Außerordentliche Tilgung von Darlehen
Die Stadt hat mehrere Darlehen, deren Zinsbindung 2011 auslaufen. Sie hat deshalb die Möglichkeit, diese Darlehen außerordentlich zu tilgen, ohne eine Vorfälligkeitsentschädigung bezahlen zu müssen. In Anbetracht der Tatsache, dass die Stadt momentan über einen entsprechenden Rücklagenbestand verfügt, ist es wirtschaftlich nicht sinnvoll, bei auslaufenden Zinsfestschreibungen diese Darlehen nicht außerordentlich zu tilgen. Dabei handelt es sich um drei Darlehen beim Kommunalen Versorgungsverband und ein Darlehen bei der Kreditanstalt für Wiederaufbau. Der Gemeinderat beschloss die vier Darlehen über insgesamt 230.946 € außerordentlich zu tilgen. Der Schulden im Kämmereihaushalt liegen damit Ende 2011 unter 1 Million Euro.


Bausachen
Der Gemeinderat stimmt dem Baugesuch von Herrn Werner Braun für die Errichtung von 63 PKW-Stellplätzen auf dem Flurstück 4485 in der Daimlerstraße zu.
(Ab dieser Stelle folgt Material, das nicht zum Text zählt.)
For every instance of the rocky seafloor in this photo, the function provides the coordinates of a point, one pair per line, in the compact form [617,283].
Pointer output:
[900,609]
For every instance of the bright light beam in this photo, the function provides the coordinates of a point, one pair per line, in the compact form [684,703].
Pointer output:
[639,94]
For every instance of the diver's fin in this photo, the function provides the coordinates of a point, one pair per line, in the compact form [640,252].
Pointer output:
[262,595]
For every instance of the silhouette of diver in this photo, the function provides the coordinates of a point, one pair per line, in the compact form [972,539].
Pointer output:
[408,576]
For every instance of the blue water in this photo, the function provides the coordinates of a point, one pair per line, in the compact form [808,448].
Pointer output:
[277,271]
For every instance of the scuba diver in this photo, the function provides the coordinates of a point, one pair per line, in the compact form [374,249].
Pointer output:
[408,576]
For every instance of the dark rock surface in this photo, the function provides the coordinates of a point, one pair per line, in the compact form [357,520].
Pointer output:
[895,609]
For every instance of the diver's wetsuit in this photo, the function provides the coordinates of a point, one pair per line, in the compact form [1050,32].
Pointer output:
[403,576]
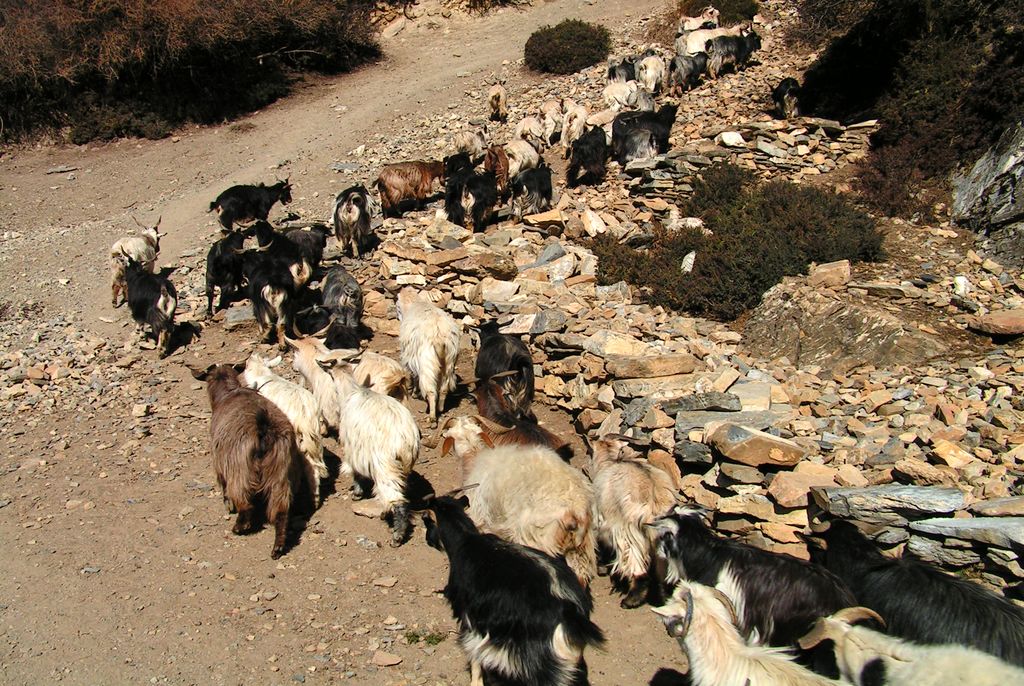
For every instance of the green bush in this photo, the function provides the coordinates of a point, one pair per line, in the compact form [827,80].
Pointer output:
[731,11]
[567,47]
[760,232]
[942,77]
[142,67]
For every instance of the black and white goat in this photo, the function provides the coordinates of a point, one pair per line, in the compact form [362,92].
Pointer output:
[224,270]
[786,97]
[776,597]
[531,190]
[730,50]
[685,72]
[919,601]
[523,617]
[588,159]
[500,353]
[245,203]
[351,219]
[153,300]
[657,123]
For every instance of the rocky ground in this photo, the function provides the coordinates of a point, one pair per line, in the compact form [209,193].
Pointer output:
[889,392]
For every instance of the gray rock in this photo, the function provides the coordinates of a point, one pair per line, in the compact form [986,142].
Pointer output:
[889,504]
[999,531]
[701,401]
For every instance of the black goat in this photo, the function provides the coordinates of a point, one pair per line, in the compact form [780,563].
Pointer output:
[589,155]
[479,196]
[223,270]
[245,203]
[786,97]
[523,616]
[153,300]
[658,123]
[920,602]
[735,50]
[343,297]
[502,352]
[685,72]
[311,244]
[282,250]
[351,219]
[777,598]
[531,190]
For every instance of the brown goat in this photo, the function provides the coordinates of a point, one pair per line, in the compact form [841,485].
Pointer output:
[254,453]
[497,161]
[407,180]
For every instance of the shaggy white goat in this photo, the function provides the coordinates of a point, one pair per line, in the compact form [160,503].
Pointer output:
[619,94]
[629,492]
[299,406]
[702,620]
[380,441]
[142,249]
[529,496]
[521,157]
[309,351]
[650,73]
[428,343]
[903,662]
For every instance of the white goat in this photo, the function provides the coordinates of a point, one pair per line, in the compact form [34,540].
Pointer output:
[650,73]
[702,620]
[472,143]
[573,122]
[381,374]
[521,157]
[428,343]
[708,15]
[530,129]
[551,118]
[142,249]
[299,406]
[529,496]
[629,492]
[309,351]
[695,41]
[903,662]
[380,441]
[619,94]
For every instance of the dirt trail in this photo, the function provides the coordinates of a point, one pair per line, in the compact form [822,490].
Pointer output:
[120,566]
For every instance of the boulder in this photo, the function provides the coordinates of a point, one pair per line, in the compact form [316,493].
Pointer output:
[811,328]
[752,447]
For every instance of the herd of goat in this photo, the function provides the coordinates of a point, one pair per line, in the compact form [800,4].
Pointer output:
[523,531]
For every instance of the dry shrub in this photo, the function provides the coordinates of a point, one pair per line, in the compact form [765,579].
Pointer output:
[566,47]
[942,76]
[760,232]
[139,67]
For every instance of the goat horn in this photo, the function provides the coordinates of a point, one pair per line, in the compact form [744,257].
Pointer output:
[851,614]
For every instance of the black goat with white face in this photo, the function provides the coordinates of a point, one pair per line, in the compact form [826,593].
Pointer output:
[531,191]
[786,97]
[920,602]
[500,353]
[351,219]
[245,203]
[523,616]
[223,270]
[777,598]
[588,159]
[153,301]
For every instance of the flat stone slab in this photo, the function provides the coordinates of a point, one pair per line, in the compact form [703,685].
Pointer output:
[889,504]
[998,531]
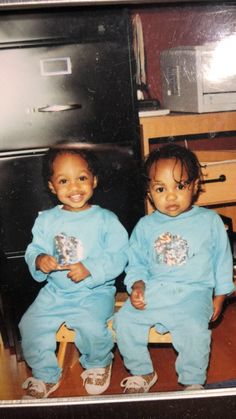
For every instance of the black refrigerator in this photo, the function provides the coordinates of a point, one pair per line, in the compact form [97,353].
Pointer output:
[64,76]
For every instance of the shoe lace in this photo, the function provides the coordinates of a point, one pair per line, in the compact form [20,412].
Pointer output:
[34,385]
[93,374]
[134,382]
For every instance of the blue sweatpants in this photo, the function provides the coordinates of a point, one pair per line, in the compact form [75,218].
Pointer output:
[87,312]
[185,311]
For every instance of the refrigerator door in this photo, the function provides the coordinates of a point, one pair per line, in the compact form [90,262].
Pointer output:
[77,92]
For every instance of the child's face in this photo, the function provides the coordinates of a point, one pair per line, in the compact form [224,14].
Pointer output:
[168,189]
[72,182]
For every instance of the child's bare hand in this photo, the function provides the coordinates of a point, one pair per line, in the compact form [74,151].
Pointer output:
[218,302]
[77,272]
[137,295]
[46,263]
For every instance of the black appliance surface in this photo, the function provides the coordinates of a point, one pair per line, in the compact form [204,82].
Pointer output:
[64,76]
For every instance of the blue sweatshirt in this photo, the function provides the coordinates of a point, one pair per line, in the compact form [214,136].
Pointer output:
[192,248]
[94,237]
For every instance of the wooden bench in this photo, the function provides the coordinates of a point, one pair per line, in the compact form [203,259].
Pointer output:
[65,335]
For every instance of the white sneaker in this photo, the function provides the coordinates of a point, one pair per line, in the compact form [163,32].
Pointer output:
[37,389]
[194,387]
[139,383]
[96,380]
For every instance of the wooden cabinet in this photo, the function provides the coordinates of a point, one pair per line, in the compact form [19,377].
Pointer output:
[216,164]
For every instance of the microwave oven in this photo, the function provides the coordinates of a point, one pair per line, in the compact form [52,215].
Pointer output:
[199,78]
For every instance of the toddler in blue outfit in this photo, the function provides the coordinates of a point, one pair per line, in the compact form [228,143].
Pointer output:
[179,272]
[79,249]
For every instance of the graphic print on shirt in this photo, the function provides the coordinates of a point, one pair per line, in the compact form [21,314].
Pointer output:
[68,249]
[171,249]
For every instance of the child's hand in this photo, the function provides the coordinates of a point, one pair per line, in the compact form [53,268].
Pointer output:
[137,295]
[218,302]
[77,272]
[46,263]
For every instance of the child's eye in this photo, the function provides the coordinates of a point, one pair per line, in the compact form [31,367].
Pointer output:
[62,181]
[160,189]
[83,178]
[181,186]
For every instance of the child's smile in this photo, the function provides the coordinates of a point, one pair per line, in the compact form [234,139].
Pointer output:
[72,182]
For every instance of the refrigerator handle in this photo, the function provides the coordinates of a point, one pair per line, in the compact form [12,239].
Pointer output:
[60,108]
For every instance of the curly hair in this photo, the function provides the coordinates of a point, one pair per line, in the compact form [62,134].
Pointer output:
[69,148]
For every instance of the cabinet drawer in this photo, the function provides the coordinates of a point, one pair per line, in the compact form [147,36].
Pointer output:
[215,193]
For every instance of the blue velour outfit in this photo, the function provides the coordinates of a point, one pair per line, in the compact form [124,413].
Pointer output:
[97,239]
[183,261]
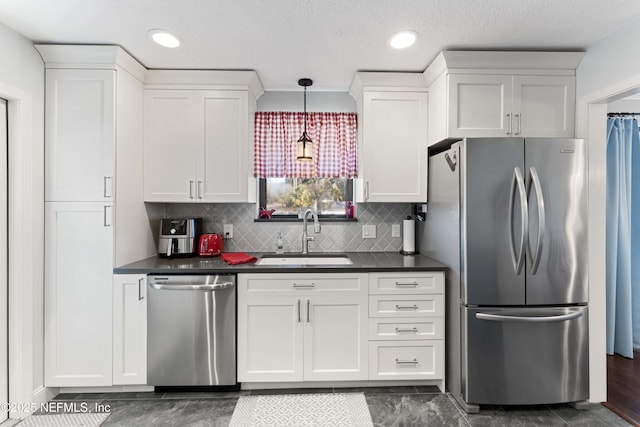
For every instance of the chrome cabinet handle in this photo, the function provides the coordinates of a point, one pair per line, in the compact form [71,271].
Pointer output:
[406,307]
[106,216]
[535,260]
[303,286]
[518,181]
[407,362]
[414,330]
[527,319]
[412,284]
[107,189]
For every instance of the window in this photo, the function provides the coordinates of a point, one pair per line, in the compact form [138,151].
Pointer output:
[329,197]
[325,183]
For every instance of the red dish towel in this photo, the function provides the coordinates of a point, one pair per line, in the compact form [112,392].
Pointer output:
[238,258]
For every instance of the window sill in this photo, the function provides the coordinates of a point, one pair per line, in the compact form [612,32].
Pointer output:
[321,219]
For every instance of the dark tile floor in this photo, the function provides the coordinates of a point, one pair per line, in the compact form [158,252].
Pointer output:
[389,406]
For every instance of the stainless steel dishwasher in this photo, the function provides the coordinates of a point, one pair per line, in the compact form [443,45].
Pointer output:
[191,330]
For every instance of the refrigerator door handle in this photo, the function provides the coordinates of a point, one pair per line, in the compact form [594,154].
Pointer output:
[535,259]
[526,319]
[518,181]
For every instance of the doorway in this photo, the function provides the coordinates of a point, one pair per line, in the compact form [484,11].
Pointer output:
[4,273]
[623,373]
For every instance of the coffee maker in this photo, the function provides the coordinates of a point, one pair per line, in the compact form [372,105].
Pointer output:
[179,237]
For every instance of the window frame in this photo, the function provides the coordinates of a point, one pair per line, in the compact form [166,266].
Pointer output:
[262,202]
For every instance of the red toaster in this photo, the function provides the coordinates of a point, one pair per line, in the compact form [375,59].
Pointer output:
[211,244]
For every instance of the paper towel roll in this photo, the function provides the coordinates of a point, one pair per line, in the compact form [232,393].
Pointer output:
[408,236]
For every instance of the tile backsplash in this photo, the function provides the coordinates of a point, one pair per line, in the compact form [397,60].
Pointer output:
[251,236]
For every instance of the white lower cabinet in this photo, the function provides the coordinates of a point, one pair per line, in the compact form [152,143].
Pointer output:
[78,292]
[406,326]
[302,327]
[129,329]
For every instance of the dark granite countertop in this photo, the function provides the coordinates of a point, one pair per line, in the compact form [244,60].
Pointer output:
[362,262]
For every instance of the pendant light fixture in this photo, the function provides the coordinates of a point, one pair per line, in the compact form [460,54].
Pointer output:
[305,145]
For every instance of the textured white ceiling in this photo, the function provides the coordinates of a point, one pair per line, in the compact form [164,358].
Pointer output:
[326,40]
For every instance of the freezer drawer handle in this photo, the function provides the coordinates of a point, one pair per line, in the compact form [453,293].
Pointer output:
[524,319]
[535,260]
[412,284]
[406,307]
[303,286]
[407,362]
[414,330]
[518,181]
[185,287]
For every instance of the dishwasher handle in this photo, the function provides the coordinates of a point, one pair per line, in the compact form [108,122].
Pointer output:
[188,287]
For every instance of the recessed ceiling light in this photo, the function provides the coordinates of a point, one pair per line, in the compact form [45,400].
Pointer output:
[403,39]
[164,38]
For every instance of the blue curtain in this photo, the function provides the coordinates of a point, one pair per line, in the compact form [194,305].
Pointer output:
[623,236]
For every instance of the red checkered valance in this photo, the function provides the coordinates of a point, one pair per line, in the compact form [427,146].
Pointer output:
[334,145]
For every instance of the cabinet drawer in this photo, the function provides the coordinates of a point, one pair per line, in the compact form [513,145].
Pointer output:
[426,328]
[406,360]
[406,306]
[406,283]
[293,284]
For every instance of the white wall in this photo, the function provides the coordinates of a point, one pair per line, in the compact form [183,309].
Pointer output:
[340,102]
[22,69]
[611,60]
[609,71]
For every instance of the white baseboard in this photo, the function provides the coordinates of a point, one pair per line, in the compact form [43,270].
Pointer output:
[339,384]
[107,389]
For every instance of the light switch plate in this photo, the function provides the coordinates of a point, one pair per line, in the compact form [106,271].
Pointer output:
[369,231]
[228,231]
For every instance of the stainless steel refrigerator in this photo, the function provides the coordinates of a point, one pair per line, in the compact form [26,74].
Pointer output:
[509,217]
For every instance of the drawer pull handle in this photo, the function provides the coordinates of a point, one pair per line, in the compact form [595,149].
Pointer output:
[407,362]
[406,307]
[400,284]
[414,330]
[303,286]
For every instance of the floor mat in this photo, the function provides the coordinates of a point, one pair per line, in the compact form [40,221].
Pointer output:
[302,410]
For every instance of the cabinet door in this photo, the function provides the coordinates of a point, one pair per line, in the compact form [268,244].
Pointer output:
[78,294]
[223,170]
[129,329]
[172,145]
[394,146]
[80,135]
[270,331]
[544,106]
[335,338]
[479,105]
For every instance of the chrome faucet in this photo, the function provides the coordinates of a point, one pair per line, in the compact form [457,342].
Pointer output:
[316,229]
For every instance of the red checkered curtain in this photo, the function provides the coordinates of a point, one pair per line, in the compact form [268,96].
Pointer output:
[334,137]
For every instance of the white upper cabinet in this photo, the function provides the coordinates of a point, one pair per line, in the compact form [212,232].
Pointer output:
[502,94]
[171,146]
[80,149]
[224,166]
[198,142]
[546,105]
[392,133]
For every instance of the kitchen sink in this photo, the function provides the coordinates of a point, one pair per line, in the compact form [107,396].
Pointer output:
[306,259]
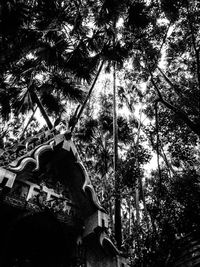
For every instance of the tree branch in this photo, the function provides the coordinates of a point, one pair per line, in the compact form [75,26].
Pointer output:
[181,114]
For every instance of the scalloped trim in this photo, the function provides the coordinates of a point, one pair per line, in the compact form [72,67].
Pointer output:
[104,239]
[18,166]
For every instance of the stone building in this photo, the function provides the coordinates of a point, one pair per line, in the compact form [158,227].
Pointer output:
[50,214]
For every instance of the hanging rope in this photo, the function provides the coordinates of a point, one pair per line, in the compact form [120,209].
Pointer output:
[78,114]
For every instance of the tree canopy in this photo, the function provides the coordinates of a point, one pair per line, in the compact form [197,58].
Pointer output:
[50,53]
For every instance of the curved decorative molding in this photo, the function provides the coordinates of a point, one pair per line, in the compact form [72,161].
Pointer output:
[39,151]
[34,158]
[21,164]
[88,186]
[106,242]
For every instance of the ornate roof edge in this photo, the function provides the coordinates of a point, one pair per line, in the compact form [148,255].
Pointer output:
[34,157]
[106,242]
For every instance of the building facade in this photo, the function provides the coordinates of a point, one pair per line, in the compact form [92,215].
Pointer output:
[50,214]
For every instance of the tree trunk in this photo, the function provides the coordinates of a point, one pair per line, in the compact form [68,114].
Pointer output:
[118,230]
[42,110]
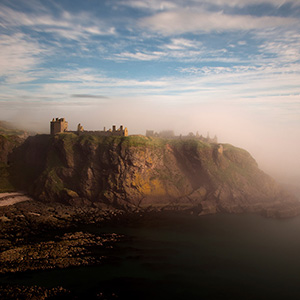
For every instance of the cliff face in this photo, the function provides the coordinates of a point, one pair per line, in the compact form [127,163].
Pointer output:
[139,172]
[7,144]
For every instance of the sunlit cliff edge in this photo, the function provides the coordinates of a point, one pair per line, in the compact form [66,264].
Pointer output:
[144,173]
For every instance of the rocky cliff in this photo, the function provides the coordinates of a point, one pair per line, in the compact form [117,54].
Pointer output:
[137,172]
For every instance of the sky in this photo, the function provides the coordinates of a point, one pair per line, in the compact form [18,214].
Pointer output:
[230,68]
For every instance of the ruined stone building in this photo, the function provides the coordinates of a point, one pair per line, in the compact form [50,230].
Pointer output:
[59,125]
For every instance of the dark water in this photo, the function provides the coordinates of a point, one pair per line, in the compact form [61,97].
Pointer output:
[189,257]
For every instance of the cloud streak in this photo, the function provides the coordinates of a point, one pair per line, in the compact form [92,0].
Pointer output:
[188,20]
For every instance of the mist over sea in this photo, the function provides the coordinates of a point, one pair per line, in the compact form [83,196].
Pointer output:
[176,256]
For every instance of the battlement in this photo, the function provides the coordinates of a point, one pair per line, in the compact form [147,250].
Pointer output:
[60,125]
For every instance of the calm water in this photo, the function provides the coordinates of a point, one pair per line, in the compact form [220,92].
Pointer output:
[189,257]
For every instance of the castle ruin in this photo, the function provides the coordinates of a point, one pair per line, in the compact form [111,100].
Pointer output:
[60,125]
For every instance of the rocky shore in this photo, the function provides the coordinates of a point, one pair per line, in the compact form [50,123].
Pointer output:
[35,236]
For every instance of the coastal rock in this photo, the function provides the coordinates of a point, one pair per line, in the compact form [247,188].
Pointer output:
[137,172]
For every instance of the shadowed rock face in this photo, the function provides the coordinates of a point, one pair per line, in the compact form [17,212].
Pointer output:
[139,172]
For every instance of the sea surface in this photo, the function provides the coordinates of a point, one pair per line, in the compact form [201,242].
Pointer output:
[175,256]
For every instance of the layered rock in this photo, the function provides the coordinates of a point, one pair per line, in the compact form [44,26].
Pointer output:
[141,173]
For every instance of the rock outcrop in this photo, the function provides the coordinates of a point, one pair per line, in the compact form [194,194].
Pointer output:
[147,173]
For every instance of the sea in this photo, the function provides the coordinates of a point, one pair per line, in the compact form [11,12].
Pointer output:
[181,256]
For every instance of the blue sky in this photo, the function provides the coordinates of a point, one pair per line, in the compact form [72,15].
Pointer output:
[226,66]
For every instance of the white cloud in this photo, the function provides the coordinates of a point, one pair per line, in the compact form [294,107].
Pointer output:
[191,20]
[18,55]
[74,26]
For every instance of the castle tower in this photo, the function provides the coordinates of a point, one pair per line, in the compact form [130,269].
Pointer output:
[58,125]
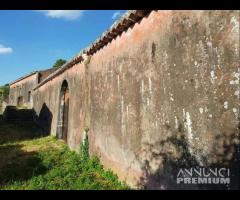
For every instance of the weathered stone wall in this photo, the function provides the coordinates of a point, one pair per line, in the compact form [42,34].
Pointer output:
[21,89]
[45,73]
[163,94]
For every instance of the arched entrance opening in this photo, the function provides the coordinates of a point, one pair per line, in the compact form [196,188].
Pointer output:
[62,127]
[20,101]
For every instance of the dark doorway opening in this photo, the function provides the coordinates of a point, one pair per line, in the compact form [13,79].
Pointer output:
[20,101]
[62,127]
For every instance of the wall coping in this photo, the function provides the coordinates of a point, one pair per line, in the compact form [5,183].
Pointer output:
[127,20]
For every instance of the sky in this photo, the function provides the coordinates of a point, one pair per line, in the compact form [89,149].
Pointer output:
[34,40]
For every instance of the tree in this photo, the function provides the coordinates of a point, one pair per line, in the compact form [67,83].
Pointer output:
[59,63]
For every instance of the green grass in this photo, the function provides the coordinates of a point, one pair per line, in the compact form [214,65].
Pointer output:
[31,162]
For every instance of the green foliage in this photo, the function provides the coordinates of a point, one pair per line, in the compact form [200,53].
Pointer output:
[4,92]
[84,148]
[47,163]
[59,63]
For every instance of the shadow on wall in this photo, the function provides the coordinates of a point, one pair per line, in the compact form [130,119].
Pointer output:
[44,120]
[165,176]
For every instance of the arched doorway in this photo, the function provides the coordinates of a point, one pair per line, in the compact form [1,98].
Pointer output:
[62,129]
[20,101]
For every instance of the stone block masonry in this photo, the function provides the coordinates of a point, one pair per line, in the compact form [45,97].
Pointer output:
[160,94]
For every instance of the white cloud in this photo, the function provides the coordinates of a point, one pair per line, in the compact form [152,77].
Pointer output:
[65,14]
[5,50]
[116,15]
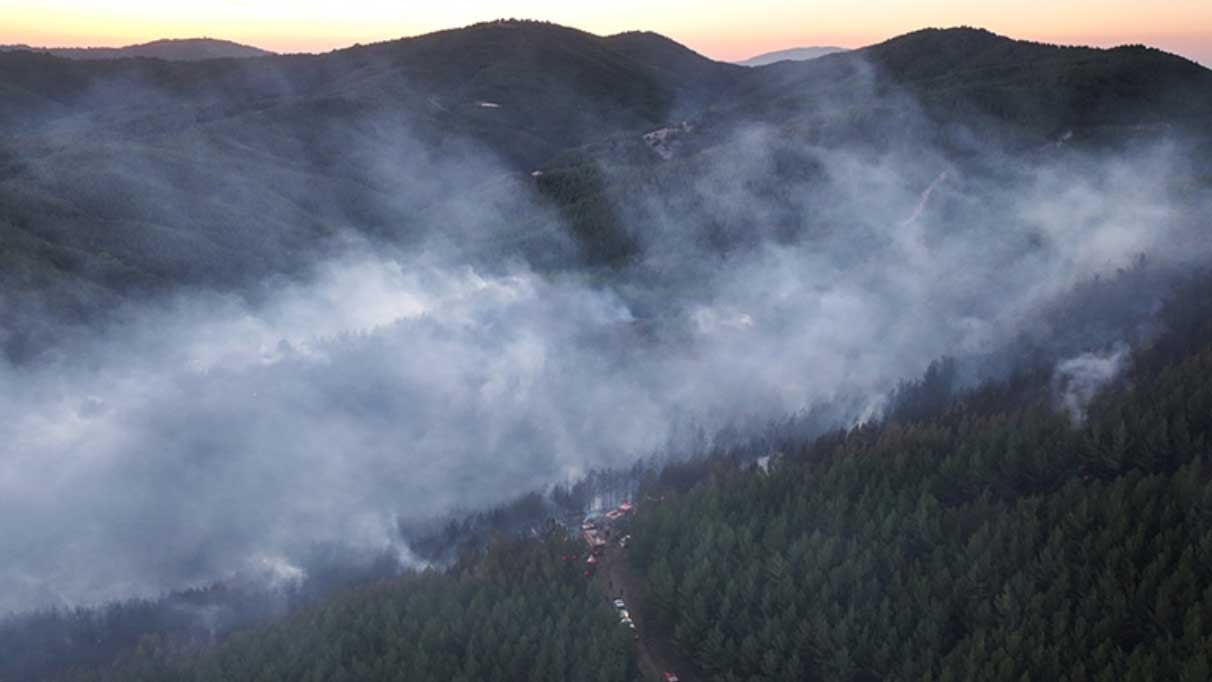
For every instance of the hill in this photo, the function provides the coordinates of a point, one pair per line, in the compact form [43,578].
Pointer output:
[299,148]
[173,50]
[792,55]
Einem weiteren Bauvorhaben für ein Mehrfamilienhaus eines anderen Bauherrn im Wohngebiet Daistler wird aufgrund der massiven Überschreitung der Geschossfläche das Einvernehmen nicht erteilt.

Bekanntgaben

Typisierungsaktion
Bürgermeister Norbert Heuser dankt allen, die durch ihre Bereitschaft zum großen Erfolg der Typisierungsaktion am 17. April 2011 in der Stadthalle beigetragen haben. 2.513 potenzielle Spenderinnen und Spender haben sich registrieren lassen. Beeindruckend ist auch das große Spendenaufkommen von über 80.000 €.

Bürgermeisterwahl Obersulm
Im Namen des Gemeinderates gratuliert er dem Kollegen Tilman Schmidt zu dessen Wahl in Obersulm. Man freut sich mit Herrn Bürgermeister Schmidt, bedauert jedoch auch, mit ihm einen sehr guten Bürgermeister im Verwaltungsraum zu verlieren.

Ausbau L 1088
Bürgermeister Heuser informiert die Mitglieder des Gemeinderates darüber, dass Regierungspräsident Johannes Schmalzl schriftlich mitgeteilt hat, dass „trotz der angespannten Haushaltslage, es mit vereinten Kräften gelungen ist, dass das Umwelt- und Verkehrsministerium dem Vergabevorschlag des Regierungspräsidiums gefolgt ist. Damit kann auch das letzte Teilstück der L 1088 auf Neuenstädter Gemarkung ausgebaut werden.“
Damit wird vorläufig das letzte Kapitel der Ortsumfahrung von Neuenstadt nach zähem Ringen, Hoffen und Bangen zu einem guten Abschluss gebracht.

Jahrbuch 2010 der Helmbundschule
Zum Ende der öffentlichen Sitzung verweist Stadtrat Strohhäcker auf das neu erschienene Jahrbuch der Helmbundschule, das jedem Gemeinderat druckfrisch ausgehändigt wurde.